Test 2. Quadratic equation

Test 2. The quadratic equation \(f(x) = ax^2 + bx + c\) represents a parabola in the Cartesian coordinate system. Each point on the parabola has the same distance to the focus and directrix.
1. Draw the focus as a red cross. The standard form of the equation of a parabola with its vertex \((h,k)\) and a vertical axis of symmetry is \((x-h)^2 = 4p(y-k)\), where the vertex is at \((h,k)\) and \(|2p|\) is the distance from the focus to the directrix. \(|p|\) is the distance from the focus to the vertex or from the vertex to the directrix. The focus is at \((h,k+p)\) and the equation of the directrix is \(y = k-p\). If \(p > 0\), the parabola opens up as following. If \(p < 0\), the parabola opens down. 2. This test limits the orientation of the directrix to a horizontal line (slope is 0), which can be used as the basis for grade 10 algebra test review and benchmarking. jsxgraph supports the drawing of an arbitrary line in the form \(ax+by+c=0\). The parameters are specified in the order \([c,a,b]\).

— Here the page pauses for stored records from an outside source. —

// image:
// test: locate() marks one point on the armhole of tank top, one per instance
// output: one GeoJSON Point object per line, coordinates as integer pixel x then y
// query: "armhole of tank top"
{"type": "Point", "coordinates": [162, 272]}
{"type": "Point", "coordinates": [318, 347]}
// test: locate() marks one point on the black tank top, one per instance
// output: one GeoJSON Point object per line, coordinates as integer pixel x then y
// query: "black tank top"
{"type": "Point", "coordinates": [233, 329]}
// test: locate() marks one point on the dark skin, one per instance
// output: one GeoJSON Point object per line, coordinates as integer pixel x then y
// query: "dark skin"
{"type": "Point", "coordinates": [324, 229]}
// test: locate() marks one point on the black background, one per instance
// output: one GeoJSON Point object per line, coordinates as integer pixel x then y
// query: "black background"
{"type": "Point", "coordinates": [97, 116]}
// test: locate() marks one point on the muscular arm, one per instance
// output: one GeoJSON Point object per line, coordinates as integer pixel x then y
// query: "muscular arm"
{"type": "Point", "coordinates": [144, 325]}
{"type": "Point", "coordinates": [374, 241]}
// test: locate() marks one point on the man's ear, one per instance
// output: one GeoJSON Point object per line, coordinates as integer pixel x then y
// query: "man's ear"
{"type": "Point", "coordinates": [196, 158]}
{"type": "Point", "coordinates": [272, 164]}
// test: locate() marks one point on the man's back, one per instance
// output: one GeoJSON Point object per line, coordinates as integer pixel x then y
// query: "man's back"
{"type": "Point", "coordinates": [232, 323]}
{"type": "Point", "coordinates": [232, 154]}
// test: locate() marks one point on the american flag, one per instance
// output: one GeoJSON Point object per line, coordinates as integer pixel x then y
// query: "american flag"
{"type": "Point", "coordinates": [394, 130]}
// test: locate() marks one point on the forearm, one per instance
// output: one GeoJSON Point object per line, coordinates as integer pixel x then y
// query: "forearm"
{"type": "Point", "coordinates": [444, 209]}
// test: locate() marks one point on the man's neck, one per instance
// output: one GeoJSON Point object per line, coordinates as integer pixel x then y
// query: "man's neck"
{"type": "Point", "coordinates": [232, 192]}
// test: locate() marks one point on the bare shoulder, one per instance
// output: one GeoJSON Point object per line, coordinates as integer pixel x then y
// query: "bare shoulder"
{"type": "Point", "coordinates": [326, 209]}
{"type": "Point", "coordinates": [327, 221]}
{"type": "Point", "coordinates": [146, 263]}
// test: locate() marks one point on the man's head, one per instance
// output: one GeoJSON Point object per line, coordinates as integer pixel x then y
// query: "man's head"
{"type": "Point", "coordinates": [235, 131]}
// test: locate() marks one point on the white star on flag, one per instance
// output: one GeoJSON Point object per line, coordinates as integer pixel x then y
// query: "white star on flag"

3. Compute the distance from point A to the focus and the directrix to verify computations in the test.
4. Show the vertex of the parabola with its coordinate.
5. A parabola can have 0, 1, or 2 x-intercepts. The x-intercept has the y-coordinate of 0. If there is no x-intercept, the parabola is above or below the x-axis and therefore does not intersect the x-axis. If there is one x-intercept, the x-intercept is the vertex of the parabola. If there are 2 x-intercepts, the x-coordinates of the intercepts can be computed by setting \(y\) to 0, as following:
\(\leqalignno{
(x-h)^2 &= 4p(0-k) \cr
(x-h)^2 &= -4pk \cr
x-h &= \pm\sqrt{-4pk} \cr
x &= h\pm{2}\sqrt{-pk}}\)
Note that if \(p\) and \(k\) have same sign, there is no real solution since the parabola is open up and above the x-axis if \(p > 0\), and is open down and below the x-axis if \(p < 0\). 6. The y-intercept has the x-coordinate of 0. It can be computed by setting \(x\) to 0, as following:
\(\leqalignno{
(0-h)^2 &= 4p(y-k) \cr
h^2 &= 4p(y-k) \cr
\frac {h^2}{4p} &= y-k \cr
\frac {h^2}{4p} + k &= y \cr
y &= k+\frac {h^2}{4p}}\)
7. Show the quadratic form and the vertex form of the parabola.
Quadratic form: \(f(x) = ax^2 + bx + c\)
Vertex form: \((x-h)^2 = 4p(y-k)\)
8. Relationship between quadratic and vertex form.
The quadratic form of the parabola can be derived from the vertex formula by solving for \(y\).
\(\leqalignno{
(x-h)^2 &= 4p(y-k) \cr
x^2-2hx+h^2 &= 4py-4pk \cr
x^2-2hx+h^2+4pk &= 4py \cr
\frac {x^2-2hx+h^2+4pk}{4p} &= y \cr
\frac {x^2}{4p} – \frac {2h}{4p}x + \frac {h^2}{4p} + \frac {4pk}{4p} &= y \cr
y &= \frac {1}{4p}x^2 – \frac {h}{2p}x + \frac {h^2}{4p} + k}\)
In summary,
\(a = \dfrac {1}{4p}, b=-\dfrac {h}{2p}, c=\dfrac {h^2}{4p} + k\) (y-intercept).
9. Show the conic form of the parabola with values of coefficients.
10. Need to convert decimal coefficients \(a,b,c\) to fractional form or normalize to a LCM.
10. Show the tangent (derivative) of the parabola (regions of positive and negative slopes).
11. Show the integrals of the parabola.
12. jQuery UI to update the position of each component with precision.
13. Static labels (copyright, equations) are not at fixed positions and can be moved. There are two open-source software packages involved to generate the math chart: jsxgraph and mathjax. Mathjax supports standard math notation as shown on this page which fills probably all highschool math publication requirements.
14. Need a class to display the right angle square symbol and better support for polar coordinates. In javascript mathjax syntax is enclosed within a pair of $ while in regular HTML coding, use a pair of backslash and parentheses (left to open and right to close).